The trade title of the Senate-passed United States Innovation and Competition Act (USICA) provides Big Tech interests with a powerful new tool to undermine governments’ efforts to counter Big Tech abuses. USICA Section 71011 would newly require the Office of the U.S. Trade Representative (USTR) to monitor the digital governance and anti-monopoly policies of countries worldwide, publish annual reports of such policies deemed to be illegal trade barriers and target for elimination pro-worker, pro-consumer, pro-privacy and pro-competition policies and proposals, including policies similar to those now being developing for the United States by Congress and executive branch agencies.

Countries that refuse to eliminate policies included in the annual report could face U.S. government sanctions under “Section 301.” Section 301, which refers to U.S. trade law provisions that authorize the government to impose tariffs and other trade penalties, is the process through which tariffs are now imposed on more than $360 billion of Chinese imports. Often countries eliminate or change targeted policies upon the mere instigation or publication of a Section 301 investigation report, a step which is required before sanctions can be imposed. This occurred with respect to the Trump administration’s 301 investigation of countries’ digital services taxes.

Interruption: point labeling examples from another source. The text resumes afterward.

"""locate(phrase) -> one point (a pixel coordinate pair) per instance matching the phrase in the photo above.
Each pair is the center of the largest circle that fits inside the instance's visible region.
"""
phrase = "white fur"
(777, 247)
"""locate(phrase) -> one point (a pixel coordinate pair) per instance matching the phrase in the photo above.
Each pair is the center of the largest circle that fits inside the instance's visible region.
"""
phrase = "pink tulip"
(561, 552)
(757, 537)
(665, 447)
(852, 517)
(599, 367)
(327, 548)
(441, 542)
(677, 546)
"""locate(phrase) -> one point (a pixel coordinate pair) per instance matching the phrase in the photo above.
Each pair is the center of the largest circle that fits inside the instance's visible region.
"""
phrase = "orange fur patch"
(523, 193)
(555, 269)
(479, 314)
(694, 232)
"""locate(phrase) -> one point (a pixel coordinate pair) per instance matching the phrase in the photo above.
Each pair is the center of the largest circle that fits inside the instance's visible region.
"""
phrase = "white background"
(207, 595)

Effectively, Section 71011 establishes a new “Special 301” process for Big Tech. The pharmaceutical industry pushed for and gained what has become known as “Special 301” procedures in 1988. Pharma interests use Special 301 annual reports, and the U.S. government’s gathering of information about other nations’ policies and practices, to attack generic medicine, compulsory licensing and other drug cost reduction policies. Special 301 reports are a pipeline for Section 301 investigations. Countries that receive the “worst” rating of “Priority Foreign Country” are subject to Section 301 investigations. Thus, simply being listed in any Special 301 “watchlist” can lead countries to eliminate or weaken policies before any formal investigation is even begun. The threat of sanctions is one reason, but also foreign investors review these reports and the U.S. government links other diplomatic and aid considerations.

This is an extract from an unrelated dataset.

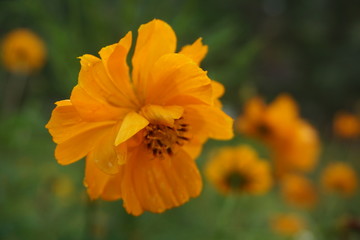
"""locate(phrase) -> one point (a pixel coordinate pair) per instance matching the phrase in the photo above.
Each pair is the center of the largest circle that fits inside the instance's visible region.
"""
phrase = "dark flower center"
(161, 139)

Sadly, there are several decades of evidence to substantiate how merely being listed in the Special 301 report can derail a new initiative or pressure a government to eliminate or weaken policies. Indeed, imposition of sanctions is rare: With respect to intellectual property issues, Ukraine was an unusual case after not making demanded changes related to copyrights after being designated a Priority Foreign Country. Ukraine had $75 million in sanctions imposed from 2001-2002.

Effectively, Section 71011 would require the U.S. government to become an agent of Big Tech to undermine the best digital governance policies worldwide. This is highly problematic in many ways described below. However, to start with, a new, powerful U.S. trade enforcement tool to target specific policies worldwide, and especially policies on which Congress are currently legislating and the administration acting, should only be established after broad debate and through normal congressional procedures. In contrast, USICA Section 71011, and indeed the entire USICA trade title, was slipped into the 2376-page bill the night before final passage.

Section 71011 is at best unrelated to and perhaps contrary to the ostensible purpose of the legislation, which is improving U.S. competitiveness vis à vis China. It has never been subject to committee mark up or even discussion. Recently five Democratic Senators, including four from the Senate Finance Committee, wrote Leader Schumer and Speaker Pelosi to announce their preference for the House America Creating Opportunities for Manufacturing, Pre-Eminence in Technology, and Economic Strength (COMPETES) Act trade title, which does not include Special 301 for Big Tech.